If M$ stops supporting JAVA, they are going to quickly loose out to other browsers that will. That would have to be one of the stupidest things they could do. No one would update past IE 6, hell i stayed at 5. Netscape, mozilla, and numerous other browsers will dive into the market and take over. IMO
x

Quote:

---

Originally posted here by souleman
I recieved this in a bugtraq mailing. ken'@FTU found a DoS against IE in 2K and XP.... It is a 2 line object that causes IE to crash. Here is Microsofts reply...
[...]
Sounds like typical Microsoft. If you can restart, then you are ok....

---

<edit>This actually dates back to something MS posted in December 2000</edit>

<rant>
Oh geez... well, I guess this kind of explains their whole perspective on viruses/trojans, as well... as welll as just their whole attitude in the computer world.

Is it just something up there in that Seattle/Redmond air that rots these people's brains and somehow allows them to think up things like "well, if you just don't do that, then we'll pretend it never happened and that your computer still runs fine." Funny how specifically I believe the RFCs say "that which you don't understand you ignore" (in context of the web browser) not "process it and if it blows chunks call it a feature."

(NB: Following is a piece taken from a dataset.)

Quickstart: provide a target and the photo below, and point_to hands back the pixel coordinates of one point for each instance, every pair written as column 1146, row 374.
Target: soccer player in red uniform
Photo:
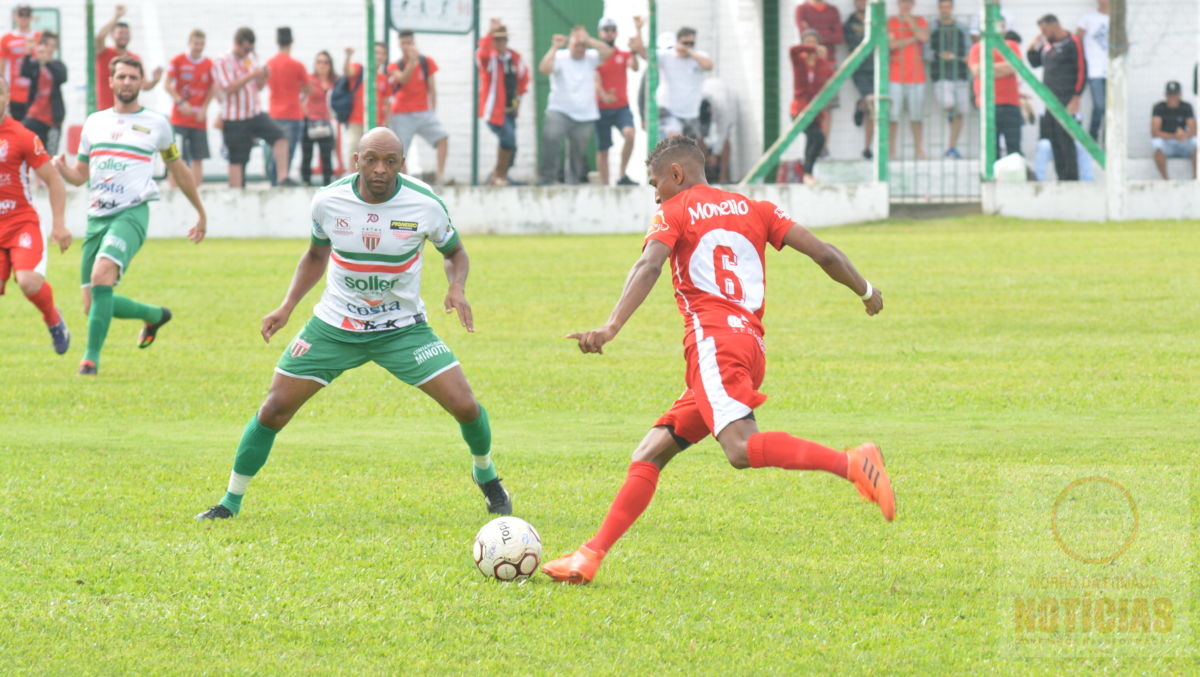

Frankly, I think it's a program's job to not crash and to simply recover gracefully no matter what kind of garbage I throw at it. There's absolutely nothing that I should be able to feed a web browser (or an editor, etc) that will cause it to freak out or whatever... at worst, it should just say "I'm sorry Dave, I'm afraid I can't do that."
</rant>

*SIGH*

I was going to cite a couple of examples with car manufacturers in similiar vain (ie. what would happen if they didn't ...) but I guess when you're dealing with people's lives, then... all bets are probably off.